Przedłużaniem paznokci zajmuję się od 2007 roku, to długi czas. Wielu kobietom tipsy nadal kojarzą się z pstrokatymi, kolorowymi i długimi paznokciami. Stąd też niechęć do takiej właśnie metody upiększania. Jednak moda i trendy zmieniają się, powstają nowe technologie w kosmetyce, które powodują, że coraz trudniej nam jest określić, czy dana zmiana jest naturalna, czy też może jest wynikiem ingerencji specjalisty.
Żelowanie naturalnej płytki paznokcia jest dzisiaj jednym z najbardziej popularnych zabiegów poprawiających jej wygląd.

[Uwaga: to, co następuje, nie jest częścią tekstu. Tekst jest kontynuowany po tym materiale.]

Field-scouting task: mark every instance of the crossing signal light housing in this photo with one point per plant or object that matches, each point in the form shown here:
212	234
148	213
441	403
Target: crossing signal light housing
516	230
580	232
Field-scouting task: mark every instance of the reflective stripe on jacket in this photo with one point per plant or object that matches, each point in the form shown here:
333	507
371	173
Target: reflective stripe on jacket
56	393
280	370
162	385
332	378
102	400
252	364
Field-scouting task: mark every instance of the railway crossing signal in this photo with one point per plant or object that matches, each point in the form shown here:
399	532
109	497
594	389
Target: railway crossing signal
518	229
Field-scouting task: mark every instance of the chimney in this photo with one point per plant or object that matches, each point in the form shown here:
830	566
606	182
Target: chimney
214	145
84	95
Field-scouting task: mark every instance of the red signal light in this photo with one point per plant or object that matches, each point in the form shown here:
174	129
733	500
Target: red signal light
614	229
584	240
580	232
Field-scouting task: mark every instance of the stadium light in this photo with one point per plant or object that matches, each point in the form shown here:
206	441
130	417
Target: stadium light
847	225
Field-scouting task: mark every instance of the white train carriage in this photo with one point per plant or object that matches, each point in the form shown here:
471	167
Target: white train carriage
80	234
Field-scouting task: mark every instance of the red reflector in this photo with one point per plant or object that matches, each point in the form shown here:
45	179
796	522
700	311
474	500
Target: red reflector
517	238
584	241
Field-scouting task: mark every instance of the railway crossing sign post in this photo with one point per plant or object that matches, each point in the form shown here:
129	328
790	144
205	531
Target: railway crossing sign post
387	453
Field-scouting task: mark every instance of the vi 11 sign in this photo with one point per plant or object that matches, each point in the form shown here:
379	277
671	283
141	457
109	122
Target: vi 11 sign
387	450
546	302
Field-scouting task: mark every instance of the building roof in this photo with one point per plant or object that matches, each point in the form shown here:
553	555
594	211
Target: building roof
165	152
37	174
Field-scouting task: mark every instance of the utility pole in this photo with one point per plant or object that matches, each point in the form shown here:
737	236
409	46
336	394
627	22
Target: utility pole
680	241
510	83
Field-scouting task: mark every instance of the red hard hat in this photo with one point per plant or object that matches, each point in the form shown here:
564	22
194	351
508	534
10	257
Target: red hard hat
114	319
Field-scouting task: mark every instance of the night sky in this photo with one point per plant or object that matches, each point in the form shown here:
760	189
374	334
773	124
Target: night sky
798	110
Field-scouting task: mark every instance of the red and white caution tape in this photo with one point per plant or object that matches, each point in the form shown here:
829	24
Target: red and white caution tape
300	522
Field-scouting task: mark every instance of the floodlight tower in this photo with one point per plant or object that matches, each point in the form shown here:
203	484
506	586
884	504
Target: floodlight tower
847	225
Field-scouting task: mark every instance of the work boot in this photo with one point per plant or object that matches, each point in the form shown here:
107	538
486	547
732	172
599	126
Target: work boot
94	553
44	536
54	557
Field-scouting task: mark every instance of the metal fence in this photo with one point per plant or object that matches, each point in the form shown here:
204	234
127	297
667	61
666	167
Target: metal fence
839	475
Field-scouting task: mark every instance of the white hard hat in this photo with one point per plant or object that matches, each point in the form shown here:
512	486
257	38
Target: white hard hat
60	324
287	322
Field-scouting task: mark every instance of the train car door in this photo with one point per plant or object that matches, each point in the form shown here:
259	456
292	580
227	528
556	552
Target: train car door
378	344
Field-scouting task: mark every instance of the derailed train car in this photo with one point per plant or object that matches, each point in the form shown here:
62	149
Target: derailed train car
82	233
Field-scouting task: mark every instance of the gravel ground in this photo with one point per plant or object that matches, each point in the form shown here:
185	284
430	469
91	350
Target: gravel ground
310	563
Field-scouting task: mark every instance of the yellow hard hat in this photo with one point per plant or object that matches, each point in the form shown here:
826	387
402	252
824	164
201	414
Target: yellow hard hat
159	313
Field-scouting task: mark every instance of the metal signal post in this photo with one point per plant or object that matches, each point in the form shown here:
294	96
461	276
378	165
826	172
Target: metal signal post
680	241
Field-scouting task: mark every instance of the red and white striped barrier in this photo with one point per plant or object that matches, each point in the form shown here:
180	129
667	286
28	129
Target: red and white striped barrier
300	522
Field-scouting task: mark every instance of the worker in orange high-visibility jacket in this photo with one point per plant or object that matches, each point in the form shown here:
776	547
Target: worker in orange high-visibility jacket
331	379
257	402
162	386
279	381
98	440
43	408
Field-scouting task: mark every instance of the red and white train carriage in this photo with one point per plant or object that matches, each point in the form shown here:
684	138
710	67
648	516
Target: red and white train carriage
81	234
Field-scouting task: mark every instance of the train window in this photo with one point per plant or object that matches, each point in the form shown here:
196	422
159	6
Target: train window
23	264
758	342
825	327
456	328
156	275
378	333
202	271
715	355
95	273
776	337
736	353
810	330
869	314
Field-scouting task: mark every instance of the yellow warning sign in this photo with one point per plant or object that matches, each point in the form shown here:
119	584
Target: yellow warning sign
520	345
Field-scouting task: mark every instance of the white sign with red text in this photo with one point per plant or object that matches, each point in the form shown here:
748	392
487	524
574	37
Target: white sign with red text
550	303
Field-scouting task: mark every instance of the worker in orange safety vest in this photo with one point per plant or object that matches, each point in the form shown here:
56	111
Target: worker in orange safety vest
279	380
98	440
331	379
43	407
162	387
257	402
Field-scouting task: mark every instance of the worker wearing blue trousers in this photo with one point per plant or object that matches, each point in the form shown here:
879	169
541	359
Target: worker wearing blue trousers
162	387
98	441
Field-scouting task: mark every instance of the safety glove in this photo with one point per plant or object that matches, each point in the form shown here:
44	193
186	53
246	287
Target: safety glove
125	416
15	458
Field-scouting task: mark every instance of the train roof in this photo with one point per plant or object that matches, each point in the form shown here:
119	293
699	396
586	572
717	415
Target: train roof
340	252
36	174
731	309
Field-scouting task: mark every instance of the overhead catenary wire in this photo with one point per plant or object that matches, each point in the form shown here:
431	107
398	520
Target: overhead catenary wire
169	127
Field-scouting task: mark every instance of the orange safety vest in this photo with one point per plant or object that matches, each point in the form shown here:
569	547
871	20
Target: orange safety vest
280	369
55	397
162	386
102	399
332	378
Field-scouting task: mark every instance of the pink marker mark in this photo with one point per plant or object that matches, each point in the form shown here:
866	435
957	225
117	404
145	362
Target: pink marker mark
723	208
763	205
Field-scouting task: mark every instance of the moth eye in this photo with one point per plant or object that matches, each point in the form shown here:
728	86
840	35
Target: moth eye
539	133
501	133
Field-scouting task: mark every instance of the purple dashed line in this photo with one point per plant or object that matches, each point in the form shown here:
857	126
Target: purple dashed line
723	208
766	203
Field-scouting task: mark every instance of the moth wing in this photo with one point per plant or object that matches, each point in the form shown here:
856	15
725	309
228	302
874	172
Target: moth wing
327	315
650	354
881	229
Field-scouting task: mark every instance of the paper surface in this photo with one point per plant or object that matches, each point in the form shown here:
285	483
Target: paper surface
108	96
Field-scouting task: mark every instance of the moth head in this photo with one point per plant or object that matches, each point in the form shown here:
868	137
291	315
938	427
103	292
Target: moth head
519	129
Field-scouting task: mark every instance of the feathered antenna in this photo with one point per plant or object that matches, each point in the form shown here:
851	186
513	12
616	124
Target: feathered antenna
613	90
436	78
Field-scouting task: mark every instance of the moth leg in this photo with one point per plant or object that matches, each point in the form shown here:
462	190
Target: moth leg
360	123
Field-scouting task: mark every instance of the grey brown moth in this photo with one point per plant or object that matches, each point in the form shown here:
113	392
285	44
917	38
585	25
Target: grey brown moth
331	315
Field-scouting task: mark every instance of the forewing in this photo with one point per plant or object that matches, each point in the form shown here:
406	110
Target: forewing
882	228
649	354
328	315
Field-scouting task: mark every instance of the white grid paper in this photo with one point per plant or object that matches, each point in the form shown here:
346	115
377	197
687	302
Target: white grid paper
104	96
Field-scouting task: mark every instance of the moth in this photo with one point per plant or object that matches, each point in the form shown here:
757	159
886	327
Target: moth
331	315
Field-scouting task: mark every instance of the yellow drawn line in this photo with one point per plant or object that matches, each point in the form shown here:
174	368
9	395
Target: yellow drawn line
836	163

Istnieje jednak wiele sprzecznych poglądów dotyczących tej metody. W czym tkwi problem i której opinii zaufać?
To nie żel niszczy paznokcie
Żel używany w technice utwardzania płytki paznokciowej jest związkiem chemicznym, który pod wpływem działania światła UV twardnieje, tworząc na płytce paznokciowej jednolitą warstwę. Ten proces nazywamy polimeryzacją. Aby ta warstwa dobrze przylegała do paznokcia, płytkę należy odpowiednio przygotować.
Z doświadczenia wiemy, że wytrzymałość kleju uwarunkowana jest dobrze przygotowaną, zmatowioną powierzchnią. Dzięki porowatej powłoce cząsteczki kleju wnikną głębiej. Zatem – jak przygotować płytkę paznokcia? Wiele stylistek matowi paznokcie za pomocą frezarki bądź gruboziarnistego pilnika, a to podstawowy błąd.
Płytka paznokciowa zbudowana jest z warstw, widoczne jest to szczególnie u osób, których paznokcie się rozdwajają. Stosując gruboziarniste pilniki pozbawiamy płytkę około 40% jej grubości, przy bloku polerskim ubytek wynosi około 3%. Celem matowienia jest usunięcie warstwy tłuszczu, pokrywającej naturalną płytkę paznokcia.